中学生のとき、わたしは怪談ものが好きだったのでこの本も結構読んだと思うのですが、なんとも懐かしい感じがしました。当時好きだったのは、「青柳物語」。有名なのは「雪女」や「むじな」ですね。
「ろくろ首」や「食人鬼」のイメージが、昔読んだときと違うんですが……。訳のためか眠くて朦朧としていたせいかはわかりかねます……。もう少し読んでみよう~。

「愛が好きですⅡ」中島みゆき

2011-10-19 05:17:47 | 芸術・芸能・スポーツ
知らなかった。続編が出ていたのですね。中島みゆき「愛が好きですⅡ」(新潮文庫)。
「愛が好きです」にはちょうどわたしがいちばん聞くようになる時期の直前までの歌詞しかなくて。だから中学から大学生くらいまでのあたりが気になって仕方がなかったのです。アルバムだと「予感」とか「missM」あたり。朝日文庫の同種の本にもこのあたりはなくて、残念に思っていました。
あったんですねぇ。もういちいち懐かしいです。忘れていた歌も、歌詞を見れば思い出してしまう。
昨夜は「黄色い犬」が頭の中で鳴り響いてなかなか眠れないほどでしたが(笑)、当時はカセットテープに録音していたために現在なかなか聞けません。
歌詞を見れば耳の奥に曲が流れてくるものもあれば、その近くにあっても思い出せない歌もある。「吹雪」なんかは第五福竜丸に関わると聞いていたのでとても気になるのですが、なんだかわからないままです。ごく近いところまでおりてきている気はするんですが。
中島みゆきがいうには、詞を全面的に彼女の体験から作られていると信じる人が多くて、「熱病」からテストを白紙で出したことがあるのは本当かと聞いてまわる人も多かったとか。「ファイト!」をオールナイトニッポンの投稿から作ったのだろうなんていう苦情もあったそうです。
この時期から「夜会」も始まったのですね。自分が利用していた駐車場がホールになり、そこを使って何かできないかというオファーがきて、その前から考えていたステージ構想にぴったりだったという運命的な出来事。
わたしも学生時代、友人みえっちさんとコンサートに何回か行きました。スピーカーの音がものすごくて、会場を出たあと耳が遠くなっているんだよね。
みえっちさんは中島みゆきのアルバムを全部持っていて、よくダビングしてくれました。二人でしょっちゅうカラオケに行っていたけど、彼女が病気で亡くなってからはずっと行ってなかったのです。
しかし、この本を少しずつめくっているうちに、ふと久しぶりに行きたくなって。
行きました。一人で。結構楽しかった。「毒をんな」と「慟哭」を歌ってみましたよ。
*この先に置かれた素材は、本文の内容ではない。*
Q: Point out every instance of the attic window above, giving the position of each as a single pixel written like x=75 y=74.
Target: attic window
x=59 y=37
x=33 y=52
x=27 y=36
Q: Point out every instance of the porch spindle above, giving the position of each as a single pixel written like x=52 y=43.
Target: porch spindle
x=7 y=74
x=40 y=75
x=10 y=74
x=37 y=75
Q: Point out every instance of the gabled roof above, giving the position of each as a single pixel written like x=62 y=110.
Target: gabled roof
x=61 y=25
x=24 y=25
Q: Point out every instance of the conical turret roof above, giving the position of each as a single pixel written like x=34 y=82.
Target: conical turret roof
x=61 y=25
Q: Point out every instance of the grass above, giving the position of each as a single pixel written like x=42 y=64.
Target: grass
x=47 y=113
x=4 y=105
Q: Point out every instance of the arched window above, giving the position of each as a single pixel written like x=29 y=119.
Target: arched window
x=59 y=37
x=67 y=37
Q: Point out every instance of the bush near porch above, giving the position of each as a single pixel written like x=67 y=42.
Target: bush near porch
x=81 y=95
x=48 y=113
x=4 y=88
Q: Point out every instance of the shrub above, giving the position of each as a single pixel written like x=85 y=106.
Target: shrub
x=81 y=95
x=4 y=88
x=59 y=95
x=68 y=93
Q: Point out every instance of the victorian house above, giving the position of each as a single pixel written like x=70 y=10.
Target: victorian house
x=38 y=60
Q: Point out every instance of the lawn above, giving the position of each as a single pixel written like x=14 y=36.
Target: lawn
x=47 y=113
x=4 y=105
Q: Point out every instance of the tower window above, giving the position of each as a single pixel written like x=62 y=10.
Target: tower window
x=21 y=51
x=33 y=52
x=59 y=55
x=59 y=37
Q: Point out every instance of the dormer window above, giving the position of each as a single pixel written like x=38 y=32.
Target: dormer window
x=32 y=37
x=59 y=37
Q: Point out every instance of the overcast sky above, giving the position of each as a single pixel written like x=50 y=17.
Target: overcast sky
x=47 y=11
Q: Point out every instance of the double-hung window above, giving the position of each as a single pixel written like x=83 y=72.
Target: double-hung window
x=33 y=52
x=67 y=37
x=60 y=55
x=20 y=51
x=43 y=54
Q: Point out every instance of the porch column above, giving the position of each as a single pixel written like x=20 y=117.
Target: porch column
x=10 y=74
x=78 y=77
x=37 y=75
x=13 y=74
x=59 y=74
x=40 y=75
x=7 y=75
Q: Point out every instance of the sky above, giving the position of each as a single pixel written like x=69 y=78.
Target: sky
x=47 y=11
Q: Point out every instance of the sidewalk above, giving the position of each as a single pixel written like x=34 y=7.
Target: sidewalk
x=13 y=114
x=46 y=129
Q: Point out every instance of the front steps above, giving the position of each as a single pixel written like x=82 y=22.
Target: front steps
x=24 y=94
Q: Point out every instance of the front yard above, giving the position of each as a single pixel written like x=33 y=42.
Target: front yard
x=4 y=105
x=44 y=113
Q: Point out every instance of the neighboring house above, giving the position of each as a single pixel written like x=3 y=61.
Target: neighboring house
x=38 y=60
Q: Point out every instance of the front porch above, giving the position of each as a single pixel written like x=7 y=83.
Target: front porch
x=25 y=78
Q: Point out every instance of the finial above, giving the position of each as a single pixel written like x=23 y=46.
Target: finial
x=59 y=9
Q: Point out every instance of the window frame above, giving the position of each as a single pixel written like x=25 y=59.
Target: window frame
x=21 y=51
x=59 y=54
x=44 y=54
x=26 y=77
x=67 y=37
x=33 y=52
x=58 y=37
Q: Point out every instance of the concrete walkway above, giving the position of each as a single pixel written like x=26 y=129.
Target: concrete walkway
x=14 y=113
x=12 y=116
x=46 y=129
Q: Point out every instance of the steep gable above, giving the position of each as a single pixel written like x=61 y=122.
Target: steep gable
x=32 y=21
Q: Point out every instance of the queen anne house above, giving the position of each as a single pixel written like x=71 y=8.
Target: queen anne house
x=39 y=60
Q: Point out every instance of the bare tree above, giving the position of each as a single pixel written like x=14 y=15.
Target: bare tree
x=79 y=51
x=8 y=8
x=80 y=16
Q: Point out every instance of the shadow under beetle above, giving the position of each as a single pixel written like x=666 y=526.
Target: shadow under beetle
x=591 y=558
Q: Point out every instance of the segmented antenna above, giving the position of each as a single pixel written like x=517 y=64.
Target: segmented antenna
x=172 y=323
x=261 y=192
なんだか最近覚えたような歌は思い出せませんでした。
少しずつ読んでいるうちに、いちばん胸に迫ってきたのは「EAST ASIA」。みえっちさんがよく歌っていた曲です。
権力に揺さぶられて故国を捨てざるを得なかった女性が、どこででも生きていけるといいながら、大切な人への思いだけは捨てられない。その甘苦しい辛さ。
「でも心は帰りゆく 心はあの人のもと」
ふと、口ずさんでいる自分に気づくのです。
この歌詞自体は朝日文庫にも入っているのですが、やはり昔愛読した「愛が好きです」の系統は伝わり方が強いのでしょうか。歌というものは、様々な記憶を蘇らせることを実感しています。

「トキワ荘最後の住人の記録」山内ジョージ

2011-10-18 05:06:42 | 芸術・芸能・スポーツ
「トキワ荘最後の住人の記録 若きマンガ家たちの青春物語」(東京書籍)を読みました。
わたしはトキワ荘ものにそれほど関心があるわけではないんですが、石森章太郎ふるさと記念館で部屋の様子を再現した展示を見たことがあります。ハヤカワポケットミステリが本棚にぎっちり入っていた。この本にもそれを思い出させる描写があって、おもしろく読みました。
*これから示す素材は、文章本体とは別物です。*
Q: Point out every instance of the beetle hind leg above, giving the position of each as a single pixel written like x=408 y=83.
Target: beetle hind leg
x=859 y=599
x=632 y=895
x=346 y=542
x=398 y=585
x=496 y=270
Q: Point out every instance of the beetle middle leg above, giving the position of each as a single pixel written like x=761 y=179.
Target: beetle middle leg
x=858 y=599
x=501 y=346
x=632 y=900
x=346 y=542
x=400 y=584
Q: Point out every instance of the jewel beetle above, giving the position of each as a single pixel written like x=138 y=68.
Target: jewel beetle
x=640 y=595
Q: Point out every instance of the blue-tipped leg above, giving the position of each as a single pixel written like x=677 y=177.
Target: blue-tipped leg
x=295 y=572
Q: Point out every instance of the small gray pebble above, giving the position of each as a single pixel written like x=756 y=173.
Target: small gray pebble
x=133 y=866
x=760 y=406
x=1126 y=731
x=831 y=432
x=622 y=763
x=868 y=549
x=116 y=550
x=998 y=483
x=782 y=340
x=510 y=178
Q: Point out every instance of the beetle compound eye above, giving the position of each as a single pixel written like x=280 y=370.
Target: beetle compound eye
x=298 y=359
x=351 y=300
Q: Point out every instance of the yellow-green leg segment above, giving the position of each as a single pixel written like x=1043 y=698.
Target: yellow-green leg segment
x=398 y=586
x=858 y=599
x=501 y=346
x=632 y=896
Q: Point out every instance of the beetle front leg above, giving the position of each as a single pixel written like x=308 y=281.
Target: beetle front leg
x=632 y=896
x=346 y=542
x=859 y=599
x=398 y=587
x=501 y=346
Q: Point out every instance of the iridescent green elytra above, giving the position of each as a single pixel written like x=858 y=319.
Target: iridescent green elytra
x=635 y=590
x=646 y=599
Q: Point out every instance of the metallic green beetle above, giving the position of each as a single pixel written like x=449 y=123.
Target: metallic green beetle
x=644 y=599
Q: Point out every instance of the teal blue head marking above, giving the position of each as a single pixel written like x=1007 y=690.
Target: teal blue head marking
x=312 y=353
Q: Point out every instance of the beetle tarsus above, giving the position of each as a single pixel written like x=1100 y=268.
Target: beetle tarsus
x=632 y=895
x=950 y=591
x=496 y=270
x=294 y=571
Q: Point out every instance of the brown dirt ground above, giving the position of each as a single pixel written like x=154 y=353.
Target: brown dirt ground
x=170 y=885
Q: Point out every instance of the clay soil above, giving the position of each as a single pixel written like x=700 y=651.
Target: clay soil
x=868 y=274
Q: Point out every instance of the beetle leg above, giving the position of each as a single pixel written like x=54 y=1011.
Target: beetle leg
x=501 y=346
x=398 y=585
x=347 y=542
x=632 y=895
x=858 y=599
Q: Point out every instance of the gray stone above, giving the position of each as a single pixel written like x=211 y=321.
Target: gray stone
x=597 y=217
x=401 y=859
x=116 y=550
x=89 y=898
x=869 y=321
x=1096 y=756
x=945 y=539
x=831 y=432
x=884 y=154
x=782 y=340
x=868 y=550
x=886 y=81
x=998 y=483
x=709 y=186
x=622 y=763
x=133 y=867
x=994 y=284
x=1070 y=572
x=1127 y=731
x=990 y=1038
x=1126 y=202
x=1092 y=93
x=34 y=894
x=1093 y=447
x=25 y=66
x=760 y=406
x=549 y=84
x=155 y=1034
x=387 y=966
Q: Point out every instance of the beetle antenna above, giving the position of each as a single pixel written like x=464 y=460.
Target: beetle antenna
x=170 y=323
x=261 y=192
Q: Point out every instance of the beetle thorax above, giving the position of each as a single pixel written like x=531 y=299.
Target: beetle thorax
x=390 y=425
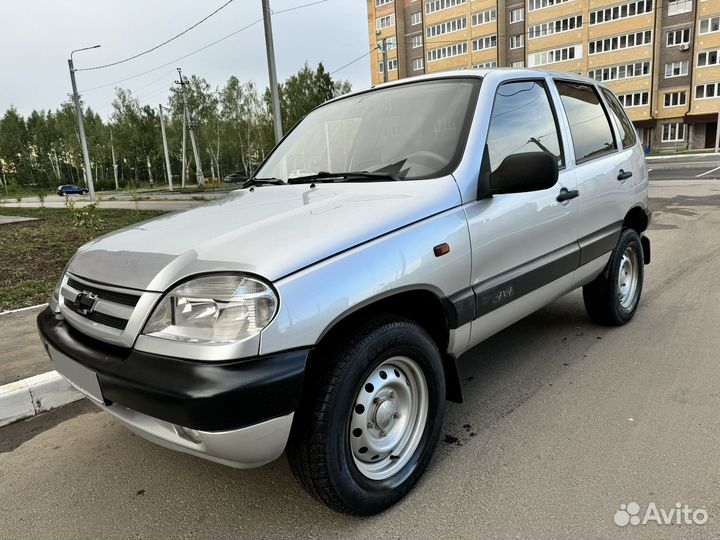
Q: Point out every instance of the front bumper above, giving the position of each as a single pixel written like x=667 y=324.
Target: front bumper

筆者は山内ジョージさん。なんの気なしにぺらぺらめくってみたのですが、口絵の住所(「墨汁一滴」を回覧した人たちのリスト)を見たら、「中田町宝江黒沼専福寺」とあって。
「専福寺」は記憶にないんですが、この住所、わたしの初任校にごく近い。どうも出身高の大先輩のようです。
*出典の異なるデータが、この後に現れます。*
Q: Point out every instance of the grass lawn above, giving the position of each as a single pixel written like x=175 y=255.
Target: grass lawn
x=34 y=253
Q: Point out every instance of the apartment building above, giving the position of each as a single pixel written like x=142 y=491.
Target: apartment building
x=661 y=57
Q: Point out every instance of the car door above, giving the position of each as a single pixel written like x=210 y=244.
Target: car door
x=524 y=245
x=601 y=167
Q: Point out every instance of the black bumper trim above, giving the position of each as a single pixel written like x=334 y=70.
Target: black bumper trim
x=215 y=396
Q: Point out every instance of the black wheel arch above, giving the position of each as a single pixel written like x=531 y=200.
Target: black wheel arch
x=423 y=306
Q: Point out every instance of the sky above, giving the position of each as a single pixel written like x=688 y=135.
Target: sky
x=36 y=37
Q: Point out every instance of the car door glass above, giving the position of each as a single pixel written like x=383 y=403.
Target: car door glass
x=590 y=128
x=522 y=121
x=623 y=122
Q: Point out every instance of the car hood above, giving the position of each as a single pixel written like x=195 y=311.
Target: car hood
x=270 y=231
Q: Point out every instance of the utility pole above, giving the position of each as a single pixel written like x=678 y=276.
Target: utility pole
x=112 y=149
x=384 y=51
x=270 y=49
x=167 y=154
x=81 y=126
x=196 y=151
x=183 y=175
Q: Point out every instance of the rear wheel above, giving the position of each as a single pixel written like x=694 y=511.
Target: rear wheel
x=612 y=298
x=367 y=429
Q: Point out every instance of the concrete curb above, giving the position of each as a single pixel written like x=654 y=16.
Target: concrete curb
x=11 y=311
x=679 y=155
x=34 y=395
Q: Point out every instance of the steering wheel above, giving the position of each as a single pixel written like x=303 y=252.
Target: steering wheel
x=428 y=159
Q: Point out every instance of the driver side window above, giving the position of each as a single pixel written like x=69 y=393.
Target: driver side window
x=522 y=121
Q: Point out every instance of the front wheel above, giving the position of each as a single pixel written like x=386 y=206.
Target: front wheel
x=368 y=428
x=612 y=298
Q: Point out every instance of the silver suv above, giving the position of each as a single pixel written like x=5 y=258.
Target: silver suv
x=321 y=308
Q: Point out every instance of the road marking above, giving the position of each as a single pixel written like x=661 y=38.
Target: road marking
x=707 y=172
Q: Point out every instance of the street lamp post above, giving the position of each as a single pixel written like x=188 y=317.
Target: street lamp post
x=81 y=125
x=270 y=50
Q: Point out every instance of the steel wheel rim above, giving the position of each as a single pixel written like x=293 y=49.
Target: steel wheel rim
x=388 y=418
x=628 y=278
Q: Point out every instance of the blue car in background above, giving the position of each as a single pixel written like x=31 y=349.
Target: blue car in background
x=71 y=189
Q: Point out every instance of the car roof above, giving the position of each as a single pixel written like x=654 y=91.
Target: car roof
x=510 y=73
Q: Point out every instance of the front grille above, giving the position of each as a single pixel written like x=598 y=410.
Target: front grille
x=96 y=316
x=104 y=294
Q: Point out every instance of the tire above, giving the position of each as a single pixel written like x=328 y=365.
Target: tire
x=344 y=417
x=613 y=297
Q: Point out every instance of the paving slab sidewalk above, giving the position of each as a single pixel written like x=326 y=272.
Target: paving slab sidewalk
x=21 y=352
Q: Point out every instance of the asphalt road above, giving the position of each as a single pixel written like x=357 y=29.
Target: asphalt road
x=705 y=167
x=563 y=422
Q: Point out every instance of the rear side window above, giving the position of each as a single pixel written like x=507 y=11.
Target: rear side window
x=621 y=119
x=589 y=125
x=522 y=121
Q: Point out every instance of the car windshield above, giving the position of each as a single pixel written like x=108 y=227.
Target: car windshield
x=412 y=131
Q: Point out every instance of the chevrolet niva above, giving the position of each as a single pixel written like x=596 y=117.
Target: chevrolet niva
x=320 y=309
「伯母が、知り合いの息子さんに漫画の上手な高校生がいるといって紹介してくれたのだ。隣り町に住む小野寺章太郎さんだった」隣り町というのは、当時まだ合併前だったからでしょう。直線距離で五キロないくらいじゃないかな。
読んでいるうちに、山内さんの作品展を記念館でしたことがあることが分かり、ポスターも収録されていました。わかる! これ、見たことがあります。
そんな親近感もあり、様々なまんが家さんが次々顔を出しで、楽しく読めました。
ちょうど石森章太郎「レオナルド・ダ・ビンチになりたかった」(ポプラ社)を読みかけていたこともあって、関連づけて読んでいたのですが、山内さんはこの後アシスタントとしてもかなり親しく付き合いが続いたようです。
佐沼高校時代からトキワ荘に出入りしており、長期の休みには必ず原稿を手伝いに行っていた。休みがあけてもまだ帰らずにいたら、修学旅行でやってきた先生が石森さんを生徒と会わせたいと連絡してきた。一緒に上野まで出かけたら、サボっていたことがばれてしまい、怒られたとか。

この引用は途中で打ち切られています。